With the growth of ESPN and Fox Sports, NBC Sports Network’s popularity dwindled
The dedicated sports network has been around for decades. But in recent years with the growth of ESPN and Fox Sports, it has seen its popularity dwindle. NBCSN will move its broadcasting schedule over to the USA Network at the end of 2021.
USA already has some car-related content with Proving Grounds, Caffeine and Octane, and coverage of Mecum auctions. Can the USA Network stab still more content into its already crowded schedule? We’re thinking “of course.”
NASCAR signed a $4.4 billion, 10-year deal with NBCSN back in 2014
There will still be some NASCAR events broadcast on Fox Sports. It split racing coverage between itself and NBC in years past. Since NBC owns the USA Network that move makes sense. At least for now. NASCAR signed a $4.4 billion, 10-year deal with NBCSN back in 2014. So the two are bound by the hip for the next few years.
“We are committed to ensuring that NASCAR and IMSA races are carried and distributed smartly to our broad and loyal fan base,” NASCAR said in a statement. “NBC is a best-in-class partner and we will work together to ensure continued high-quality delivery of our events now and in the future.”
As for IndyCar, it has been offered streaming of its practice sessions through what is called IndyCar Gold Pass. NBC just started Peacock, which is a streaming network. It requires a subscription. And this arrangement might only last this year as NBC’s contract with IndyCar ends at the end of this year.
Streaming is considered by some to be the future of broadcasting
Streaming subscriptions are considered by some to be the future of broadcasting. Not just sports, but entertainment, in general, being made available to the public will increase in this form.
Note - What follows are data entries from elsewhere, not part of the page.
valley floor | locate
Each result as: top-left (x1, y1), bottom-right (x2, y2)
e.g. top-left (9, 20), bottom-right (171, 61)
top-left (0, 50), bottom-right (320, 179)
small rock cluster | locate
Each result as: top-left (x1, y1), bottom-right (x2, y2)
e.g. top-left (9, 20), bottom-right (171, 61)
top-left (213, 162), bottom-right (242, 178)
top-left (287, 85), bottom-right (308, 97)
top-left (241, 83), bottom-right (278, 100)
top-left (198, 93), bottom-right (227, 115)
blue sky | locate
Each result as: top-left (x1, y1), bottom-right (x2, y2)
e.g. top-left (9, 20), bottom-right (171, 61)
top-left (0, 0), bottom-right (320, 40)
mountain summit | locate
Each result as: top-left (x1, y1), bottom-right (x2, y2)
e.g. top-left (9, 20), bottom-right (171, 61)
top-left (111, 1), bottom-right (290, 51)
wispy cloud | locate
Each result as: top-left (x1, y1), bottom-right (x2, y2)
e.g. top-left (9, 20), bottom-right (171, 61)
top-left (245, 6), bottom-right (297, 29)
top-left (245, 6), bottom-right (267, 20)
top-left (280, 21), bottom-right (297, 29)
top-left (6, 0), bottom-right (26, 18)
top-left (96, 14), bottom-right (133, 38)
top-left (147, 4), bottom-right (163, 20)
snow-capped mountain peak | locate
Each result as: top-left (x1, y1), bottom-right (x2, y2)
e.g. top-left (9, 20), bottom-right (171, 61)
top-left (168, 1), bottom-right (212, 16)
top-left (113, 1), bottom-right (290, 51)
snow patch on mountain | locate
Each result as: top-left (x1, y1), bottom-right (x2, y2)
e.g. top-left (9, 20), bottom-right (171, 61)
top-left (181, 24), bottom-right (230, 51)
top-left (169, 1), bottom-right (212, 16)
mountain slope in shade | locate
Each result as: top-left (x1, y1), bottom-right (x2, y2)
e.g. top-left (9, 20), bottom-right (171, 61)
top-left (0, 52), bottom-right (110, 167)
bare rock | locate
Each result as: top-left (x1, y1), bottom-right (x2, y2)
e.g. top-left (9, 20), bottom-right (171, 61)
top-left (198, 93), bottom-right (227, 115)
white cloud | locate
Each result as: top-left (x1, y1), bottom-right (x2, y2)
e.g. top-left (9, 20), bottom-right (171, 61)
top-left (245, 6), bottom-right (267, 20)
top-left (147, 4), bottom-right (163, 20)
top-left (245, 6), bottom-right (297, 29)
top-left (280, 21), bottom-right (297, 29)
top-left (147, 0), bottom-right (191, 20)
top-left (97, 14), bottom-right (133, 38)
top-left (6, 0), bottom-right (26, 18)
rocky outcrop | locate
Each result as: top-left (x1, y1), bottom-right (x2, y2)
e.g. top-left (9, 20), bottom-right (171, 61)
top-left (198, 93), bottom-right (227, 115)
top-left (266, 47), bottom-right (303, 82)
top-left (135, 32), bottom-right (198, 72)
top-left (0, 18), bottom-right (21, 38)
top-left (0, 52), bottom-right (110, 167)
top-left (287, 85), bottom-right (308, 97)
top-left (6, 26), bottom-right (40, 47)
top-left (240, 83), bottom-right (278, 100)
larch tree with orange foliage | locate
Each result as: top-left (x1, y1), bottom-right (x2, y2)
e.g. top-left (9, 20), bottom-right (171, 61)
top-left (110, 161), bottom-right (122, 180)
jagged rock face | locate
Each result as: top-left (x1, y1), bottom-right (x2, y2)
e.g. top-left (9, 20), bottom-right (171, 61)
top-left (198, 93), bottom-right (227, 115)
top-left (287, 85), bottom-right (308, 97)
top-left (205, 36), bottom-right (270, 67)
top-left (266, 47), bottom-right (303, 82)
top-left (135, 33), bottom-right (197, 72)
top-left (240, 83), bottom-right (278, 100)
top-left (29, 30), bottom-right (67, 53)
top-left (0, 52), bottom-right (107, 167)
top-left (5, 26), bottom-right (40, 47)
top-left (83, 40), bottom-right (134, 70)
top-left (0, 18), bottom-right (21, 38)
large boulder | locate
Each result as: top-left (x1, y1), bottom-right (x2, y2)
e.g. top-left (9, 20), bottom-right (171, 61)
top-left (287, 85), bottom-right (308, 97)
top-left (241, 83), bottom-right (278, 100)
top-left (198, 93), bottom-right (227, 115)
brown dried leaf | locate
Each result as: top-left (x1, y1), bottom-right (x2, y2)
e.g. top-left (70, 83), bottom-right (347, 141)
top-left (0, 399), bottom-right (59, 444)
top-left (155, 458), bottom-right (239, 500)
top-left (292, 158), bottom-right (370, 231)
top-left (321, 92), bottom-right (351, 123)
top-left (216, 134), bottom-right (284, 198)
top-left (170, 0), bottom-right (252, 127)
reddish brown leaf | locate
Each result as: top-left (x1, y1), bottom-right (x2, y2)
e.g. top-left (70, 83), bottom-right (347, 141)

Boxing has been set up like this for decades. So maybe NBC’s move is prescient? What happens to its broadcast staff hasn’t been revealed.
As for IMSA, it might be lucky to get the same offer. So far, nothing has been mentioned as to its broadcasting fate. We’re expecting the same arrangement as NASCAR is getting. At this point, NBC will be adding a lot of content to see what plays and doesn’t. With luck, these early moves toward motorsports racing will do well. If so, it could potentially open up room for more motorsports coverage.
So right now NASCAR, IndyCar, and hopefully IMSA, will all be stalking horses for more to come. If motorsports are your deal tune in to further your own best interests. Keep the flame alive, otherwise, it could all go away once contracts end.